By Rob Lewis

A photograph of Robson.

Sir Bobby Charlton represents everything that has been lost in English football. This mild mannered and thoroughly humble Geordie seems far removed from the glitz and glamour world of Premiership football, despite still being one of British sport’s most recognisable names. It seemed fitting on the eve of Malcolm Glazer’s takeover of Manchester United that I should be with the man who encapsulates the character that Manchester United, and football as a whole, have lost.

Now approaching 70, with his head noticeably lacking the famous Bobby Charlton comb-over, Sir Bobby is still instantly recognisable. If he were not so modest, he could legitimately claim he is England’s greatest ever footballer. Thirty two years after ending his playing career, Charlton still holds the record for the most goals scored in an England shirt. The 49 goals he notched up in 106 England caps is even more impressive as Charlton was essentially a midfielder.

Not only is he an England footballing legend, but more than anyone else Sir Bobby represents Manchester United. He is more Manchester United than Sir Alex Ferguson, Roy Keane and Ryan Giggs combined. Charlton was one of the great ‘Busby Babes’ and survived the Munich air crash of 1958, which cost the lives of eight team-mates. He scored twice as Manchester United beat Benfica to become the first English club to win the European Cup.

As United finally regained the European crown in 1999, television cameras focused on Sir Bobby beaming down on the new crop of Manchester United heroes from the stands of Barcelona’s Nou Camp. Sir Bobby brushes aside talk of him being one of football’s greatest players. “I was lucky,” he said. “I played for England when they were at their best and I played for Manchester United when they were at their best. At Manchester United we had some great, great players. I was really lucky."

Charlton’s main affection and fondest memories seem to be with the club he served rather than the World Cup winning England team he played for. “I have to separate the European Cup from the World Cup because the European Cup is so difficult to win. You had to be champions of your league to take part at that particular time. It’s hard enough winning your own championship, but then you have to play the best at overseas level."

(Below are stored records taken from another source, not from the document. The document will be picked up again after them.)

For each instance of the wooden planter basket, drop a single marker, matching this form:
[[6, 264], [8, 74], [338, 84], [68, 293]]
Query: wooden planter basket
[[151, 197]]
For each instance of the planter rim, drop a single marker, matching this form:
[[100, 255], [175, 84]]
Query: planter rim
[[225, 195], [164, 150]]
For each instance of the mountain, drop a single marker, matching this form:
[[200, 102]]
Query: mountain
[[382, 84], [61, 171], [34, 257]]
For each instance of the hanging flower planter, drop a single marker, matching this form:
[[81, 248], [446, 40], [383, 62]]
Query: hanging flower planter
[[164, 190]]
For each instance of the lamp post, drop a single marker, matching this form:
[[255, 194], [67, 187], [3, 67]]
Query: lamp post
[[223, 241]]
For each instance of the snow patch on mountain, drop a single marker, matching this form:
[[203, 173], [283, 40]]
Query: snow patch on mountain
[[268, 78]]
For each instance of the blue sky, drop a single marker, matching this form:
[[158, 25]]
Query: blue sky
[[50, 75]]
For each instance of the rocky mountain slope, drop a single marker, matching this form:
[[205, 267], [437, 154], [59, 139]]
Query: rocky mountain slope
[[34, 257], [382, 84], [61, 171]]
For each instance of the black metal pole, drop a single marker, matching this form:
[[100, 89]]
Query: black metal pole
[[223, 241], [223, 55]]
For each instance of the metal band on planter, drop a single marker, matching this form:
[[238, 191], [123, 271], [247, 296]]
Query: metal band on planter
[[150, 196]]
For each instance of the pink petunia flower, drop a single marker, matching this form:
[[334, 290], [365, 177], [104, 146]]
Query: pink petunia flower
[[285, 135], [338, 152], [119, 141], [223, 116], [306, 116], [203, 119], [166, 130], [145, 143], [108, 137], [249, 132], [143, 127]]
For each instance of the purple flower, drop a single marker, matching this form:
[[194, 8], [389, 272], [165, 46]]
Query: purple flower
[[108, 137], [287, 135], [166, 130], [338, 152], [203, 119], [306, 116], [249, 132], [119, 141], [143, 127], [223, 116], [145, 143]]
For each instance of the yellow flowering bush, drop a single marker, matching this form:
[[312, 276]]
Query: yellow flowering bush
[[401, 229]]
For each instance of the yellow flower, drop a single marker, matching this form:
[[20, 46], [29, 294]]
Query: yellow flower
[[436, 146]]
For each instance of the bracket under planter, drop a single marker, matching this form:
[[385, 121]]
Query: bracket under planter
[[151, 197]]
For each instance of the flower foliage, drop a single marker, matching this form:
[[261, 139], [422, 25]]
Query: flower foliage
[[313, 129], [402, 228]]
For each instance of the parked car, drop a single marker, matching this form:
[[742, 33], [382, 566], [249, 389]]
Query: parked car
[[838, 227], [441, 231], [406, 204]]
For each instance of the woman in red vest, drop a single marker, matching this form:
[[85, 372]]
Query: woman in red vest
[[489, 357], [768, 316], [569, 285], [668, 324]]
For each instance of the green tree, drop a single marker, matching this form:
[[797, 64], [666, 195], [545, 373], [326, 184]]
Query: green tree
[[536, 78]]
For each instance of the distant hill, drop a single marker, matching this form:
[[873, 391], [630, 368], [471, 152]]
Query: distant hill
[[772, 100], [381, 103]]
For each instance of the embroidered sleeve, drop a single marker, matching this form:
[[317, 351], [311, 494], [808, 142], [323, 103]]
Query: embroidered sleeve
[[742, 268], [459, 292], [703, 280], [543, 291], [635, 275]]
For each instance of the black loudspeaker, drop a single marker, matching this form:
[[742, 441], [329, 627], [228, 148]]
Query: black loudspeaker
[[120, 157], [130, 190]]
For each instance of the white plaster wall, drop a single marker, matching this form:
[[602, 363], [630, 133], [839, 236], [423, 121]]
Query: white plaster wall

The European Cup triumph of 1968 seems most pertinent to Sir Bobby. “That triumph was ten years in the making. The Munich air crash was a great tragedy because that team probably would have won the European Cup that year. They were really so good. In the years following Munich we felt we had a sense of destiny. “Football was different in those days. It was always exciting. We always had good players, exciting players, the coaching meant that you had to always be aggressive and go for it.

We were never defensive.” However, these are no longer such optimistic times for the club Sir Bobby served for his entire playing career and for whom he now sits on the board of directors. “I can’t talk about him, I can’t talk about him,” Sir Bobby quickly replies when asked about American businessman and likely future owner of Manchester United, Malcolm Glazer. He looks up and quips, “I’d like to, but I can’t talk about him."

Sir Bobby was happy to talk about other aspects of football, and is a keen follower of the modern game. “I think next season will be difficult for Chelsea,” he remarks. “What will happen is everybody will see what Chelsea’s assets are, they’ll work it out how to beat them. I don’t know how they’ll run Chelsea. They’re talking about another £100 million being spent in the summer, but you can only play eleven players."

Charlton had come to Oxford to speak at the Oxford Union in the Olympic debate. He is ambassador for London’s 2012 Olympic bid. “It’s a good city, London. It’s a fun city, there’s a sense of humour.” Is Charlton being a traitor to his adopted city of Manchester, where he has lived for 50 years, by supporting the London bid? “I don’t think Manchester could have got the games.

Manchester got the Commonwealth Games, and once Manchester lost the bid for 2000 I don’t think there was any point in thinking there was anyone other than London who could do it, so we’ll work hard to try and get London into the Olympic Games. “This is a good time for English sport. I think England can win the World Cup next year. We’re strong in central defence, which was always a problem for England before, but not any more. We’ve got creative midfield players.

I think we’ve as good a chance as anyone.” While spending time with Sir Bobby one cannot help but feel sad about the current state of English football. Charlton was a true professional. He always gave his all for his team. He played at the same club for the whole of his twenty year career, and was renowned for his gentlemanly spirit.

As the back pages of the newspapers are filled with the wrangle between Chelsea and Arsenal over Ashley Cole, and the various misdemeanours of Rio Ferdinand and Wayne Rooney, one longs for the likes of Bobby Charlton to return to the English game. Unfortunately the football world of Sir Bobby Charlton is over. One cannot help but feel regret at being unable to see Charlton play when he was at his peak in the 1960s, or the great England team that he played in.

It was a time when football meant more than just money, and the game was both enjoyable and accessible. But in the end, we’ll all just remember the comb-over. “Am I sad the comb-over has gone out of fashion?” Charlton asks, placing his hand on the patch of scalp where the famous strand of hair used to lie. “No, I should have got rid of it a lot earlier.” Damn right.